Saturday, January 9, 2010

The Impending Doom

As some of you know, Ellie's tumor has grown significantly since her last surgery.  She is scheduled for a more aggressive resection on February 16th, followed by chemotherapy.  I was not terribly shocked by this news.  After watching Ellie slowly slowly deteriorate this last fall, it seemed like something had to give.  But the bummer is having to be the one to spread this news.  My sister wants me to believe that this news has no impact on others, as a way of protecting me from this additional stress.  I know that it does impact others, just as I have been impacted when I hear stories of people I love not feeling well or undergoing surgery or whatever. 

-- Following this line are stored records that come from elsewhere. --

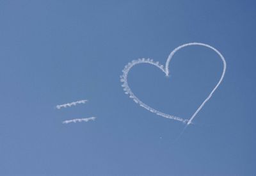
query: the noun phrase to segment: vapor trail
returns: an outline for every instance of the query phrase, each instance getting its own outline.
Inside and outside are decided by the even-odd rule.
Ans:
[[[70,103],[67,103],[67,104],[60,104],[60,105],[57,105],[56,108],[57,109],[61,109],[61,108],[67,108],[67,107],[70,107],[73,106],[76,106],[77,104],[84,104],[88,100],[81,100],[76,102],[72,102]]]
[[[131,68],[132,67],[134,67],[136,65],[140,64],[140,63],[151,64],[151,65],[153,65],[157,67],[157,68],[159,68],[161,71],[163,71],[165,74],[165,75],[166,76],[169,76],[169,64],[170,64],[170,62],[172,57],[173,56],[174,54],[175,54],[176,52],[177,52],[179,50],[180,50],[182,48],[184,48],[184,47],[186,47],[188,46],[191,46],[191,45],[201,45],[201,46],[204,46],[204,47],[209,48],[209,49],[213,50],[214,51],[215,51],[219,55],[221,60],[222,60],[222,62],[223,64],[223,70],[222,72],[221,76],[218,83],[217,83],[217,84],[215,86],[215,87],[211,91],[209,95],[205,99],[205,100],[203,102],[203,103],[200,106],[200,107],[197,109],[197,110],[195,112],[195,113],[192,115],[192,116],[189,119],[184,119],[180,117],[178,117],[176,116],[173,116],[173,115],[170,115],[168,114],[165,114],[162,112],[160,112],[160,111],[148,106],[148,105],[145,104],[142,101],[141,101],[136,96],[135,96],[135,95],[132,93],[132,90],[131,90],[130,87],[129,86],[128,81],[127,81],[129,72],[130,71]],[[177,121],[180,121],[180,122],[186,124],[187,125],[188,125],[192,123],[192,120],[194,119],[195,116],[201,110],[201,109],[204,107],[205,104],[210,99],[210,98],[212,95],[213,93],[216,91],[217,88],[220,86],[220,83],[222,82],[222,80],[224,77],[224,76],[225,76],[225,74],[226,72],[226,65],[227,64],[226,64],[226,61],[225,60],[224,57],[216,49],[214,48],[213,47],[212,47],[209,45],[207,45],[207,44],[202,44],[202,43],[197,43],[197,42],[189,43],[189,44],[186,44],[182,45],[175,48],[173,51],[172,51],[172,52],[170,54],[169,56],[167,58],[167,60],[166,60],[166,62],[165,64],[165,68],[164,67],[164,66],[163,65],[159,64],[159,63],[158,61],[155,62],[153,61],[153,60],[150,60],[150,59],[145,60],[145,58],[143,58],[143,59],[138,59],[137,60],[133,60],[131,63],[129,63],[127,65],[125,65],[125,68],[122,70],[123,75],[120,76],[120,78],[121,78],[120,81],[121,81],[121,82],[123,82],[123,84],[122,85],[122,86],[124,87],[124,90],[125,93],[126,94],[129,94],[129,97],[132,99],[136,103],[138,104],[140,106],[144,108],[145,109],[146,109],[148,111],[150,111],[152,113],[156,113],[157,115],[159,115],[159,116],[163,116],[165,118],[170,118],[170,119],[173,119],[173,120],[175,120]],[[166,95],[166,96],[167,96],[167,95]]]
[[[89,117],[89,118],[75,118],[75,119],[72,119],[72,120],[65,120],[62,122],[62,124],[67,124],[69,123],[76,123],[76,122],[88,122],[90,120],[95,120],[96,117],[92,116],[92,117]]]

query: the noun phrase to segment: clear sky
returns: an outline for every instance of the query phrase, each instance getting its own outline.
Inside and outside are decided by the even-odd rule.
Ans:
[[[255,175],[255,21],[254,1],[0,1],[0,175]],[[218,49],[227,69],[177,139],[184,124],[135,104],[120,76],[132,60],[164,64],[192,42]],[[222,67],[193,46],[175,55],[170,77],[140,65],[129,83],[189,119]]]

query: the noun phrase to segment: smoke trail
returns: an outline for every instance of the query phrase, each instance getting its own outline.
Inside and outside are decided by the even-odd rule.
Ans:
[[[95,120],[96,118],[96,117],[95,116],[92,116],[92,117],[89,117],[89,118],[75,118],[75,119],[72,119],[72,120],[65,120],[63,122],[62,122],[62,124],[67,124],[69,123],[76,123],[76,122],[88,122],[90,120]]]
[[[70,103],[67,103],[67,104],[64,104],[57,105],[56,106],[56,108],[57,109],[60,109],[61,108],[67,108],[67,107],[70,107],[70,106],[76,106],[77,104],[84,104],[87,101],[88,101],[87,100],[79,100],[79,101],[76,101],[76,102],[70,102]]]
[[[173,116],[173,115],[168,115],[168,114],[165,114],[162,112],[160,112],[160,111],[148,106],[148,105],[145,104],[142,101],[141,101],[137,97],[135,96],[135,95],[132,93],[130,87],[129,86],[128,81],[127,81],[127,76],[128,76],[129,72],[130,71],[131,68],[132,67],[134,67],[136,65],[140,64],[140,63],[151,64],[151,65],[153,65],[157,67],[157,68],[159,68],[161,70],[162,70],[165,74],[165,75],[166,76],[169,76],[169,64],[170,64],[170,62],[172,57],[173,56],[174,54],[175,54],[176,52],[177,52],[179,50],[180,50],[182,48],[184,48],[184,47],[186,47],[188,46],[191,46],[191,45],[201,45],[201,46],[204,46],[204,47],[209,48],[209,49],[213,50],[214,51],[215,51],[219,55],[219,56],[220,57],[220,58],[221,59],[221,60],[223,61],[223,70],[222,72],[221,76],[218,83],[217,83],[217,84],[215,86],[215,87],[211,91],[209,95],[206,98],[206,99],[203,102],[203,103],[196,109],[196,111],[195,112],[195,113],[192,115],[192,116],[189,119],[184,119],[180,117],[178,117],[178,116]],[[163,116],[165,118],[170,118],[170,119],[173,119],[173,120],[175,120],[177,121],[182,122],[183,123],[186,123],[187,124],[187,125],[188,125],[192,123],[192,120],[194,119],[195,116],[201,110],[201,109],[204,107],[205,104],[210,99],[210,98],[212,95],[213,93],[216,91],[217,88],[220,86],[220,83],[221,83],[221,81],[224,77],[225,72],[226,72],[226,61],[225,60],[224,57],[222,56],[222,54],[213,47],[212,47],[209,45],[207,45],[207,44],[202,44],[202,43],[193,42],[193,43],[189,43],[189,44],[186,44],[182,45],[175,48],[173,51],[172,51],[172,52],[170,54],[169,56],[167,58],[167,60],[166,60],[166,62],[165,64],[165,68],[164,68],[164,66],[163,65],[159,64],[159,63],[158,61],[154,62],[153,61],[153,60],[150,60],[150,59],[145,60],[145,58],[143,58],[143,59],[138,59],[137,60],[133,60],[131,63],[129,63],[127,65],[125,65],[125,67],[124,67],[122,72],[123,72],[123,75],[120,76],[120,78],[121,78],[120,81],[121,81],[121,82],[123,83],[122,86],[124,87],[124,90],[125,93],[126,94],[129,94],[129,97],[132,99],[136,103],[138,104],[140,106],[144,108],[147,110],[150,111],[152,113],[156,113],[157,115],[159,115],[159,116]]]

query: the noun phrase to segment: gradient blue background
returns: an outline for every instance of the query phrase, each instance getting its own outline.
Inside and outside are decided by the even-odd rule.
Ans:
[[[254,1],[1,1],[1,175],[256,174]],[[223,82],[184,125],[138,106],[119,76],[164,64],[176,47],[220,50]],[[134,67],[144,102],[189,118],[218,82],[217,54],[180,50],[166,78]],[[88,99],[58,110],[57,104]],[[94,122],[61,122],[95,116]],[[253,149],[254,148],[254,149]]]

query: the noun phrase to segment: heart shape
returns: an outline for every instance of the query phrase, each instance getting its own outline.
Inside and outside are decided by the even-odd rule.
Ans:
[[[179,50],[180,50],[182,48],[188,47],[188,46],[191,46],[191,45],[200,45],[200,46],[204,46],[206,47],[207,48],[209,48],[214,51],[215,51],[220,57],[223,63],[223,70],[222,72],[221,76],[217,84],[215,86],[215,87],[212,89],[210,94],[208,95],[208,97],[205,99],[205,100],[203,102],[203,103],[199,106],[199,108],[196,109],[196,111],[194,113],[194,114],[192,115],[192,116],[189,119],[184,119],[180,117],[170,115],[168,114],[165,114],[164,113],[160,112],[150,106],[147,105],[146,104],[143,103],[142,101],[141,101],[135,95],[132,93],[131,91],[131,88],[129,88],[128,85],[128,82],[127,82],[127,77],[128,77],[128,74],[129,72],[130,71],[131,68],[134,67],[136,65],[140,64],[140,63],[148,63],[153,65],[157,68],[159,68],[161,70],[162,70],[166,76],[169,76],[169,63],[173,58],[174,54],[175,54],[176,52],[177,52]],[[218,51],[216,49],[214,48],[213,47],[202,44],[202,43],[197,43],[197,42],[193,42],[193,43],[188,43],[188,44],[183,44],[179,47],[176,47],[173,51],[171,52],[169,56],[167,58],[166,62],[165,63],[165,67],[163,65],[161,65],[158,61],[155,62],[153,61],[153,60],[150,60],[150,59],[138,59],[137,60],[133,60],[131,63],[129,63],[127,65],[125,65],[124,67],[124,70],[122,70],[123,72],[123,75],[120,76],[121,78],[121,82],[123,83],[122,86],[124,87],[124,90],[125,91],[125,93],[126,94],[129,95],[130,98],[132,99],[133,100],[138,104],[140,106],[144,108],[148,111],[150,111],[152,113],[156,113],[157,115],[167,118],[170,118],[173,120],[175,120],[177,121],[182,122],[183,123],[187,124],[187,125],[189,125],[192,123],[192,120],[194,119],[195,116],[197,115],[197,113],[202,109],[202,108],[204,107],[205,104],[210,99],[211,96],[212,95],[213,93],[215,92],[215,90],[217,89],[217,88],[220,86],[220,83],[221,83],[222,80],[223,79],[225,73],[226,72],[226,61],[224,58],[224,57],[222,56],[222,54]]]

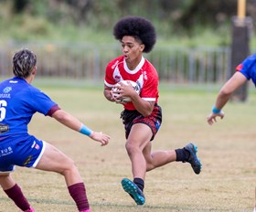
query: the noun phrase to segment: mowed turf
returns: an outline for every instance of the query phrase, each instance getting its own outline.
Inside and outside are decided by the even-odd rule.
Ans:
[[[132,179],[124,143],[121,105],[107,101],[101,89],[46,88],[59,106],[95,131],[112,136],[101,147],[51,118],[37,114],[29,132],[70,156],[86,184],[93,212],[252,211],[256,186],[256,90],[245,103],[229,102],[226,117],[208,125],[207,115],[218,90],[160,89],[163,123],[153,150],[198,146],[199,175],[189,164],[172,163],[146,175],[145,205],[136,206],[121,180]],[[64,178],[55,173],[16,167],[12,174],[36,211],[77,211]],[[1,192],[0,211],[19,211]]]

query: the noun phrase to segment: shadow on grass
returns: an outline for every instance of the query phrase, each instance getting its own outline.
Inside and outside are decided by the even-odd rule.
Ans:
[[[38,203],[38,204],[47,204],[47,205],[59,205],[59,206],[71,206],[74,205],[73,201],[60,201],[56,199],[37,199],[37,198],[28,198],[29,202]],[[10,201],[7,197],[0,197],[0,201]],[[99,203],[99,202],[91,202],[90,205],[93,207],[100,207],[101,209],[109,210],[110,208],[118,209],[121,211],[123,208],[123,211],[151,211],[151,210],[163,210],[163,211],[230,211],[230,208],[197,208],[193,206],[135,206],[135,205],[123,205],[123,204],[112,204],[112,203]]]

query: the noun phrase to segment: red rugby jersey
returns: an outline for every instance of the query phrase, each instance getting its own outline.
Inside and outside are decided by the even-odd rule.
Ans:
[[[158,74],[155,67],[144,57],[141,62],[133,69],[130,70],[124,59],[124,56],[120,56],[112,60],[106,67],[104,83],[112,88],[122,80],[133,80],[138,83],[141,88],[140,96],[143,100],[155,101],[158,94]],[[123,105],[127,110],[135,110],[132,102]]]

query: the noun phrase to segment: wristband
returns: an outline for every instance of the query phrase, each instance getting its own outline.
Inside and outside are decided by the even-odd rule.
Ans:
[[[221,110],[217,109],[215,106],[212,108],[212,113],[219,113],[221,111]]]
[[[90,128],[88,128],[87,126],[82,124],[82,126],[80,130],[80,132],[82,133],[82,134],[90,136],[93,132]]]

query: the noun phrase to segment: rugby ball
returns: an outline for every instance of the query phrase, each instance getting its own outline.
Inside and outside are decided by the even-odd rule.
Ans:
[[[128,85],[128,81],[132,84],[133,90],[138,93],[140,94],[141,92],[141,88],[140,86],[134,82],[134,81],[132,81],[132,80],[123,80],[123,81],[120,81],[118,83],[116,83],[115,85],[117,84],[120,84],[121,82],[125,84],[125,85]],[[112,90],[114,91],[118,91],[118,88],[116,88],[115,86],[113,86],[112,88]],[[121,103],[127,103],[127,102],[130,102],[131,101],[131,98],[130,97],[123,97],[123,98],[119,98],[119,93],[112,93],[113,95],[113,98],[116,100],[117,102],[121,102]]]

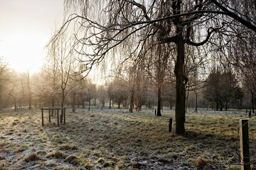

The thing that strikes me is how so incredibly complex the emotions that I swing through throughout the day from despair, to relief at being able to do something, to gratitude for having another day with my family, to worry about what will happen, what will our lives look like for the rest of the year?  How will we cope?  How will we not wear everyone else out around us who are trying to support us?  And I think about how being in the hospital is all of these things too.  Complicated.  Yes I have moments when I laugh.  When I cry.  When I don't smell so sweet (oh, yeah, that's Thom).  I want to go into this experience being fully authentic and experiencing each experience as they present themselves.  During our last hospital stay, we naturally, ran into some hospital personnel that we had not seen in quite some time.  When they asked how we were doing, I said in a fake perkily way, "GREAT!"  Then I thought, "No, not GREAT!"  It was weird because the people asking me were wheeling a boy who was sedated and intubated to an MRI or from an MRI and another child with numerous broken bones had also just been wheeled into an MRI while sedated.  I don't know exactly why but seeing these children in this condition just struck me as so incredibly odd.  How can we do that?  It seemed both amazing and dreadful all that same time.  Complicated.  Like I said, that's why all the soap operas are set in hospitals.  The Drama. 

For me sometimes the anticipation of an upcoming surgery trying to figure it all out beforehand (impossible). Those moments when all is quiet and I am left with all the swirling twirling thoughts of what if, what will be, how can it be, what I want to get done...then suddenly sleep seems like a looong time coming.  I guess, once again, it is practice in appreciating and enjoying today, even if that means allowing some of that fear and anxiety to just be with me.  I keep reminding myself, "There is no surgery today.  There is no chemo today."  I'll just have to take it step by step and trust that we will figure it out along the way.